Минут через десять капитан-лейтенант приказал вызвать к нему всех командиров катеров.
Они совещались недолго.
Потом я опять увидел Прайса. Он вышел из рубки, за ним наш капитан-лейтенант. Прайс что-то сказал. Командир четко козырнул ему:
— Есть!
Прайс отдал честь, сошел на причал и зашагал к своему «джипу». Раза два оглянулся.
— Боцман, — сказал командир. — Постройте команду.
Мы выстроились. Накрапывал дождь, за молом протяжно, отдаленно шипели волны.
Мы стояли, смотрели в светлое лицо командира.
— Коммодор Прайс принес извинения, — говорил он. — Был по делам на дальнем аэродроме, у летчиков. Далеко отсюда. На командира базы за проволочку наложил взыскание. По крайней мере, он так сказал.
Строй шевельнулся.
— Дальше, — сказал капитан-лейтенант. — Выход конвоя назначен на сегодня, на семнадцать ноль-ноль. Пять транспортов «Либерти», два английских эсминца, один американский и шесть наших катеров. Командует Прайс. Коммодор предложил задержаться на сутки, может быть, на двое, чтобы погрузить катера на «Либерти». На таких условиях нам давали отдых.
Командир помолчал.
— Я отказался. Выходим в семнадцать ноль-ноль. Через два с половиной часа. Все ясно?
— Ясно, — сказал боцман.
— За это время надо погрузить горючее, продукты и привести корабль в порядок.

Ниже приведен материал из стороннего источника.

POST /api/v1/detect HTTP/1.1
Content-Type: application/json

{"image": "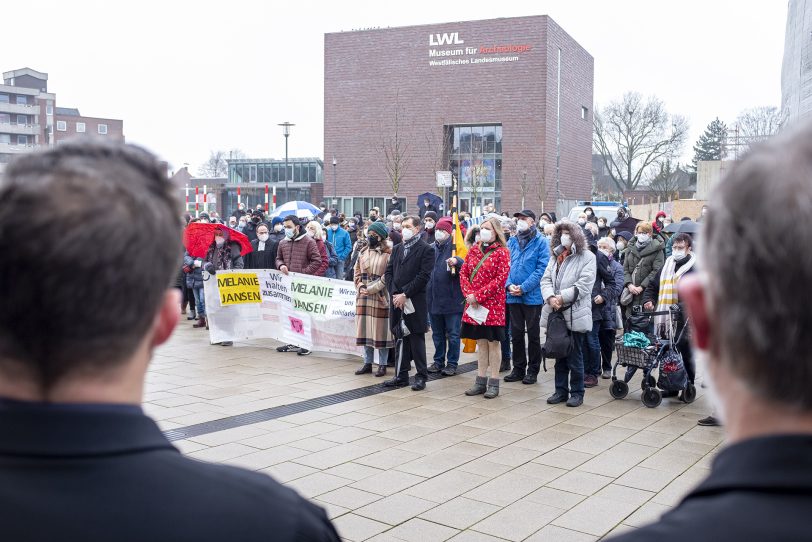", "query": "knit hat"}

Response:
[434,218,454,235]
[368,222,389,239]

Потом я таскал продукты. Мелькали ящики, мешки, пакеты, каменные плиты пирса, трап, непросохшая палуба, и опять мешки, ящики… И на всех три буквы «USN». И все время всплывало перед глазами: Прайс, нахохлившийся на пирсе, командир на палубе, их скрестившиеся взгляды. Все тот же спор — и не только о том, как доставлять катера…
Рассказать бы тебе, коммодор, хотя бы про «Джесси Смит». Может, понял бы тогда, что мы по-разному воюем!
Ни черта он не поймет, не так воспитан.